The music builds on this theme as it progresses through several variations, culminating in the organ’s resumption of its opening chords as the work fades to a resplendent C major. The theme is then reworked and transformed with different orchestral colors before the final variation brings it all together again for a triumphant conclusion.
In addition to being used as stand-alone pieces, preludes were incorporated by some 20th century composers into Baroque-inspired suites. Maurice Ravel’s Le tombeau de Couperin (1914/17) and Arnold Schoenberg’s Genesis Suite are examples of this.

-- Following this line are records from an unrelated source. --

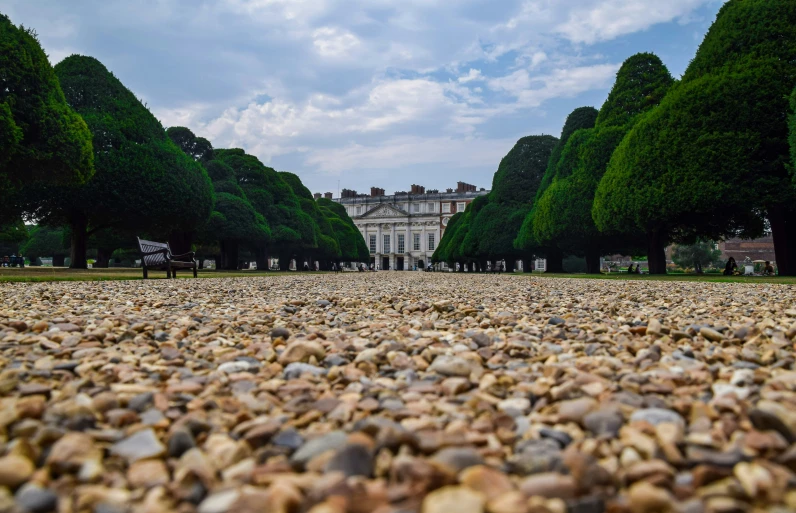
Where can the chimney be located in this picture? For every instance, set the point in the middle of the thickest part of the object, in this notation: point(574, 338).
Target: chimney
point(464, 187)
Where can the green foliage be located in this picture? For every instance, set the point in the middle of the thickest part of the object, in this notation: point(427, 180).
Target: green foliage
point(197, 148)
point(712, 157)
point(349, 238)
point(41, 137)
point(45, 241)
point(696, 256)
point(563, 214)
point(235, 219)
point(142, 182)
point(578, 120)
point(491, 223)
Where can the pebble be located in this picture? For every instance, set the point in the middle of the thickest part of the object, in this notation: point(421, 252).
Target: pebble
point(404, 392)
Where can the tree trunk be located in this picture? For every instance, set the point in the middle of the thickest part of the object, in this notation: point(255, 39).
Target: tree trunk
point(77, 253)
point(229, 255)
point(103, 258)
point(592, 260)
point(180, 241)
point(555, 261)
point(656, 251)
point(783, 230)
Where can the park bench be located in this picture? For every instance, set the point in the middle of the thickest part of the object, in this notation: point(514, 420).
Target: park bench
point(157, 255)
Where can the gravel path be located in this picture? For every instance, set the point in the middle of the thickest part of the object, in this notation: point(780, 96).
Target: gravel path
point(397, 392)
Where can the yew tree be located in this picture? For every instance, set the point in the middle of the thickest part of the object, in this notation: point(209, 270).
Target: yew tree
point(712, 159)
point(563, 214)
point(580, 118)
point(41, 138)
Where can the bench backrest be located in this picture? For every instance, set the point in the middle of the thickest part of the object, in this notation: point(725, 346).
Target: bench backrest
point(153, 260)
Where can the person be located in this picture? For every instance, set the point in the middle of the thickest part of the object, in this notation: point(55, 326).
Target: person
point(731, 268)
point(768, 270)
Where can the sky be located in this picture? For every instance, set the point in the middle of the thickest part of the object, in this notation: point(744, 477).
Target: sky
point(361, 93)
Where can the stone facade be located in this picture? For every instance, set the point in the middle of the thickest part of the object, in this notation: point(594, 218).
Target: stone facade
point(756, 249)
point(403, 230)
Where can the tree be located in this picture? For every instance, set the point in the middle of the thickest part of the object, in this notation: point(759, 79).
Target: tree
point(41, 138)
point(142, 182)
point(580, 118)
point(292, 230)
point(12, 235)
point(495, 220)
point(46, 241)
point(563, 214)
point(710, 161)
point(349, 238)
point(697, 256)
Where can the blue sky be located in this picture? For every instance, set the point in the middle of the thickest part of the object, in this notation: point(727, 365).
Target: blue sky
point(369, 92)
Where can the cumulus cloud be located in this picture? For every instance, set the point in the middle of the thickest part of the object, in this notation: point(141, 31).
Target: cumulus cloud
point(346, 86)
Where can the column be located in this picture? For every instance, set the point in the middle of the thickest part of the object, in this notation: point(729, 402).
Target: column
point(393, 248)
point(408, 246)
point(424, 244)
point(379, 247)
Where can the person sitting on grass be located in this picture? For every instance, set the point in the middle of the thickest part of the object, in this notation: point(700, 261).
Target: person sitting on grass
point(731, 268)
point(768, 270)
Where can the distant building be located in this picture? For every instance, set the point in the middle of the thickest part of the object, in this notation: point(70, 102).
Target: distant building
point(402, 230)
point(755, 249)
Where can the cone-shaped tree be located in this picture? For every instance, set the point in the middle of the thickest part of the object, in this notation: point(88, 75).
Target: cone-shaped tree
point(328, 249)
point(46, 242)
point(580, 118)
point(712, 157)
point(495, 225)
point(562, 215)
point(143, 182)
point(349, 238)
point(41, 137)
point(292, 231)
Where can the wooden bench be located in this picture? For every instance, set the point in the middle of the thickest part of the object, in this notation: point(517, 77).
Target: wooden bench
point(157, 255)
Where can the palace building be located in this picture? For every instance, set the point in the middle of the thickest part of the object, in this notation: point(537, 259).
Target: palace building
point(402, 230)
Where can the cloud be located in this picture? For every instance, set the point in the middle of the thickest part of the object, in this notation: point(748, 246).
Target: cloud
point(473, 74)
point(322, 86)
point(605, 20)
point(333, 42)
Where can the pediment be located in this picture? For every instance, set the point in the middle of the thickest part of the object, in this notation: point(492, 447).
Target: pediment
point(385, 210)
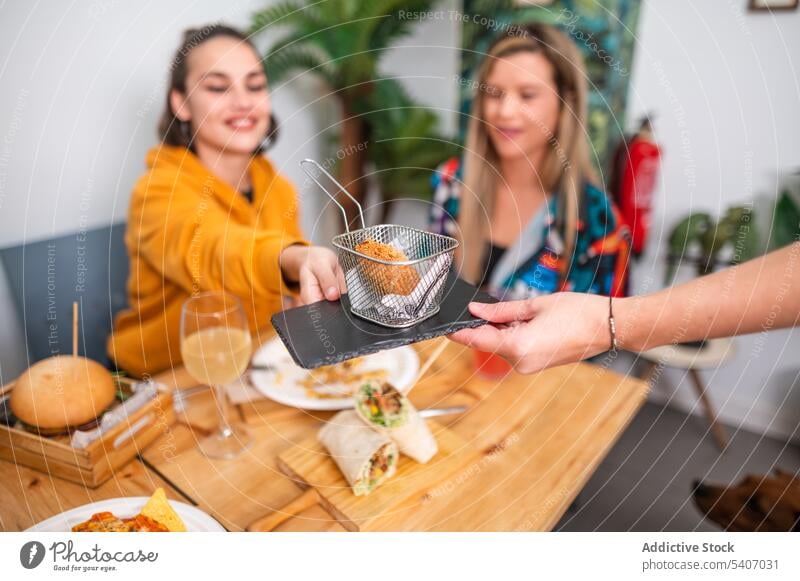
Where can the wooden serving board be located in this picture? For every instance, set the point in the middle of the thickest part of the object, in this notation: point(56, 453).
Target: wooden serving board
point(309, 464)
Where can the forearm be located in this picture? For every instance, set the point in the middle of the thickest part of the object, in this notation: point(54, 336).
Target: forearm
point(761, 294)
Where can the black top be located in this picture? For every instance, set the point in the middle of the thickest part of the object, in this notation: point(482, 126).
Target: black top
point(493, 256)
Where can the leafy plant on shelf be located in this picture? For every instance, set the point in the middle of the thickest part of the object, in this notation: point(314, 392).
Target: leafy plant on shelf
point(342, 42)
point(699, 240)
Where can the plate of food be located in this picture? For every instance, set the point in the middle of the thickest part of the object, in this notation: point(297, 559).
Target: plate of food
point(130, 515)
point(330, 387)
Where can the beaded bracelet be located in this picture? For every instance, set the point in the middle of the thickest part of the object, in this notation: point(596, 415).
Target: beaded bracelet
point(612, 326)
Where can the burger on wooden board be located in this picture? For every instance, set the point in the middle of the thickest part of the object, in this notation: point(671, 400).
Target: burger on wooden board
point(62, 393)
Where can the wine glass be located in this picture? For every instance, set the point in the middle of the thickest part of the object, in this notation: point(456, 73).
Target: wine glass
point(216, 349)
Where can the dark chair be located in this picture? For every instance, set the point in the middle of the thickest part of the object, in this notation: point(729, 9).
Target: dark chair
point(45, 277)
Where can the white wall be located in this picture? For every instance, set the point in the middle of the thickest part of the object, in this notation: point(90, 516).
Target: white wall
point(83, 84)
point(724, 85)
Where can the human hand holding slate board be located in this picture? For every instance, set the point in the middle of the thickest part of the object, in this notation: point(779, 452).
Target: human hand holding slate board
point(326, 332)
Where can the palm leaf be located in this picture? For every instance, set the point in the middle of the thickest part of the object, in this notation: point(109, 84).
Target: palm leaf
point(285, 13)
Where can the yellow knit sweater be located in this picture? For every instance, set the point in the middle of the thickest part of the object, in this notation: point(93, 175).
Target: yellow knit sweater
point(189, 232)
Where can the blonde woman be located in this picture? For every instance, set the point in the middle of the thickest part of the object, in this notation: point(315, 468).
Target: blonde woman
point(524, 201)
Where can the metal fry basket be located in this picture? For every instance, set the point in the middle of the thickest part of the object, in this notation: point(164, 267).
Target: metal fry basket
point(384, 286)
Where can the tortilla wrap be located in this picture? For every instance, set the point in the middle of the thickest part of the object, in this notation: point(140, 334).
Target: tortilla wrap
point(357, 450)
point(407, 428)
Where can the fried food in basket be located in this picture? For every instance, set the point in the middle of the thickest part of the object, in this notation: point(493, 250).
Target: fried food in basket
point(387, 279)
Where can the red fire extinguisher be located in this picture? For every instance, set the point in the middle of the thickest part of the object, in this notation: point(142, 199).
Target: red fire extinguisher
point(636, 164)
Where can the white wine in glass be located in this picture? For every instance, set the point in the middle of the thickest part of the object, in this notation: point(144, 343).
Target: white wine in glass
point(216, 349)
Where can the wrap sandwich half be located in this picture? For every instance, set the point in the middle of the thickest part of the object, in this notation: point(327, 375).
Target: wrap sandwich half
point(365, 457)
point(385, 409)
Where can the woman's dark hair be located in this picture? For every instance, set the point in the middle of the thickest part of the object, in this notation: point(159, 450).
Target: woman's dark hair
point(172, 130)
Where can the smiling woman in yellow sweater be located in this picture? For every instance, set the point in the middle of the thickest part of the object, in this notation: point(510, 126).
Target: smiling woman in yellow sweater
point(211, 212)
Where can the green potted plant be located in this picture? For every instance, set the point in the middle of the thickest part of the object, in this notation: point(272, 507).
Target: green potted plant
point(342, 42)
point(699, 240)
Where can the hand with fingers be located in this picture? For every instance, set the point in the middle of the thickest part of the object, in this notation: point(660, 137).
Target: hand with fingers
point(316, 269)
point(542, 332)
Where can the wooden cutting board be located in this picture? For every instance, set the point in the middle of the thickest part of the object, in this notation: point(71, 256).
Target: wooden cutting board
point(309, 464)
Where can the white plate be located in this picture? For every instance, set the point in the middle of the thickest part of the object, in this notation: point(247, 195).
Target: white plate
point(281, 385)
point(196, 520)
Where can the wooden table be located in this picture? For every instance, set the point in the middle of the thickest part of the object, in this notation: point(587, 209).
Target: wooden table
point(538, 440)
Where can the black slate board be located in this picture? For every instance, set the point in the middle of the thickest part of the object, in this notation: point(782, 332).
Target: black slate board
point(327, 332)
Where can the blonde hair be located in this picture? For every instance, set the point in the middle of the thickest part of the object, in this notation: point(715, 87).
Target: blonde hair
point(565, 166)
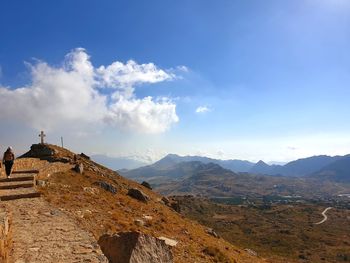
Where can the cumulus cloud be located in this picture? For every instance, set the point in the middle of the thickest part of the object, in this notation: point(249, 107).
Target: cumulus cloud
point(203, 109)
point(76, 93)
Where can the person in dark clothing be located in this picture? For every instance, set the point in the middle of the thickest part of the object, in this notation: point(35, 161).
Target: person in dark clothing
point(8, 160)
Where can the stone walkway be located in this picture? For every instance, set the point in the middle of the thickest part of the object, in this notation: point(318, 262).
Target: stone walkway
point(46, 235)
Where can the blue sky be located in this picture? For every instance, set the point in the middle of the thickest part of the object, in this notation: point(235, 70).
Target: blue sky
point(271, 77)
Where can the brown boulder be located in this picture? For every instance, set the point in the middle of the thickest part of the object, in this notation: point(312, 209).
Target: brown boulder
point(134, 247)
point(138, 194)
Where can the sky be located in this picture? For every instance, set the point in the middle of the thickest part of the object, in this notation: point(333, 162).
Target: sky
point(227, 79)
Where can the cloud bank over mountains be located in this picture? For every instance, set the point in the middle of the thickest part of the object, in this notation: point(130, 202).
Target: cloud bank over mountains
point(77, 92)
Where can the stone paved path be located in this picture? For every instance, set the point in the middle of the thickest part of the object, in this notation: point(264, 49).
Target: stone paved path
point(46, 235)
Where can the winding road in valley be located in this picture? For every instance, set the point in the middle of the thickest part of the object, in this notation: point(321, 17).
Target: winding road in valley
point(324, 216)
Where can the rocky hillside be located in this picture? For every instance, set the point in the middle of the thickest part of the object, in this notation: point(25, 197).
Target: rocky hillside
point(104, 203)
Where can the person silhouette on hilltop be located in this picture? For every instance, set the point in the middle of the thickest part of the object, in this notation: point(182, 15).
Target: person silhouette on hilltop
point(8, 159)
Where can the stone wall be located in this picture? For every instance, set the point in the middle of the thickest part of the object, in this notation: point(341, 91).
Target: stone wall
point(5, 236)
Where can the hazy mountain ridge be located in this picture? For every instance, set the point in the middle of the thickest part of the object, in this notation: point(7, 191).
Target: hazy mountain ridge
point(297, 168)
point(338, 171)
point(117, 163)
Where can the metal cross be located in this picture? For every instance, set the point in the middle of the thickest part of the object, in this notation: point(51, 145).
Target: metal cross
point(42, 135)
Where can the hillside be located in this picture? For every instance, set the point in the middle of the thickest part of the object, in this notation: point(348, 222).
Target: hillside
point(288, 232)
point(87, 199)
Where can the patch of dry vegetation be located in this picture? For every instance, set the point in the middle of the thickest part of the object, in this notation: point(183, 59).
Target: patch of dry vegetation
point(283, 233)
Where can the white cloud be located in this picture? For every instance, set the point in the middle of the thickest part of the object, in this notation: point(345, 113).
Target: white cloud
point(73, 94)
point(202, 109)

Frederic Chopin wrote a set of 24 piano preludes, Op. 28, which cycle through the major and minor keys (the odd numbered ones are in the major key, while the even numbered ones are in the minor). Charles-Valentin Alkan, however, employed a different scheme in his set of 25 preludes that ascend chromatically.
Loosely based on the opening fanfare, this thrilling and energetic closer ties your program together and sends your audience home in high spirits. This is a great way to bring your festival to a close, or it can also be used as an encore.
This piece was written in honor of the 25th anniversary of the Tri-State Music Festival, held annually in Enid, Oklahoma. It is one of the most powerful and brilliant works for concert band available by this American composer. Its expressive themes are derived from many different sources, including Native and folk influences in Antonin Dvorak, New England church hymns in Charles Ives, traditional Romanticism in Amy Beach, and modern-day lyricism by Chris Rogerson.